Listen to yourself, my pessimistic gentleman and worshipper of art, listen with open ears to a single selected passage from your book, to that not ineloquent passage about the dragon killer, who may sound like an awkward pied piper to those with young ears and hearts. What? Is your book not a true and justified Romantic declaration of 1830, under the mask of the pessimism of 1850, behind which is already playing the prelude to the usual Romantic finale—break, collapse, return, and prostration before an ancient belief, before the old gods. . . . What?
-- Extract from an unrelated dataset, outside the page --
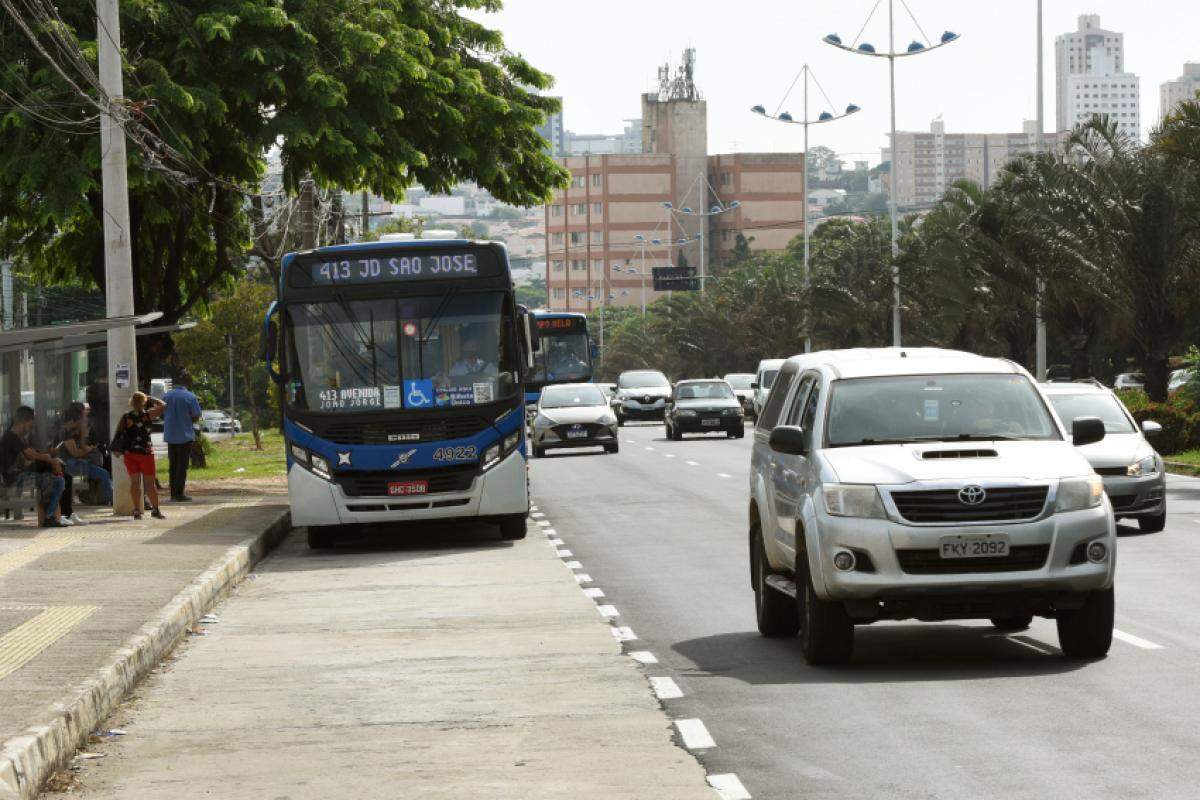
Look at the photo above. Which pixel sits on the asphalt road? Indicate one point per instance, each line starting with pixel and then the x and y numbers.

Isn't your book of pessimism itself an anti-Greek and Romantic piece, even something "as intoxicating as it is befuddling," in any event, a narcotic, even a piece of music, German music? Listen to the following:
"Let's picture for ourselves a generation growing up with this fearlessness in its gaze, with this heroic push into what is monstrous; let's picture for ourselves the bold stride of these dragon slayers, the proud audacity with which they turn their backs on all the doctrines of weakness associated with optimism, so that they live with resolution, fully and completely. Would it not be necessary for the tragic man of this culture, having trained himself for what is serious and frightening, to desire a new art, an art of metaphysical consolation, tragedy as his own personal Helen of Troy, and to have to cry out with Faust:
And should I not, through my power to yearn,Drag into life that most extraordinary form?"
"Would it not be necessary?" . . . No, three times no! you young Romantics: it should not be necessary! But it is very likely that things will end up—that you will end up—being consoled, as is written, in spite of all the self-training for what is serious and frightening, "metaphysically consoled," as Romantics tend to finish up, as Christians. No! You should for the time being learn the art of consolation in this life: you should learn to laugh, my young friends, even if you wish to remain thoroughly pessimistic. From that, as laughing people, some day or other perhaps you will ship all that metaphysical consolation to the devil—and then away with metaphysics! Or, to speak the language of that Dionysian fiend called Zarathustra:
"Lift up your hearts, my brothers, high, higher! And for my sake don't forget your legs! Raise up your legs, you fine dancers, and better yet, stand on your heads!""This crown of the man who laughs, this crown wreathed with roses—I have placed this crown on myself. I speak out my holy laughter to myself. Today I found no one else strong enough for that.""Zarathustra the dancer, Zarathustra the light hearted, who beckons with his wings, a man ready to fly, hailing all birds, prepared and ready, a careless and blessed man.""Zarathustra the truth-teller, Zarathustra the true laugher, not an impatient man, not a man of absolutes, someone who loves jumps and leaps to the side—I placed the crown on myself!""This crown of the laughing man, this crown of rose wreaths: my brothers I throw this crown to you! Laughter I declare sacred: you higher men, for my sake learn to laugh!"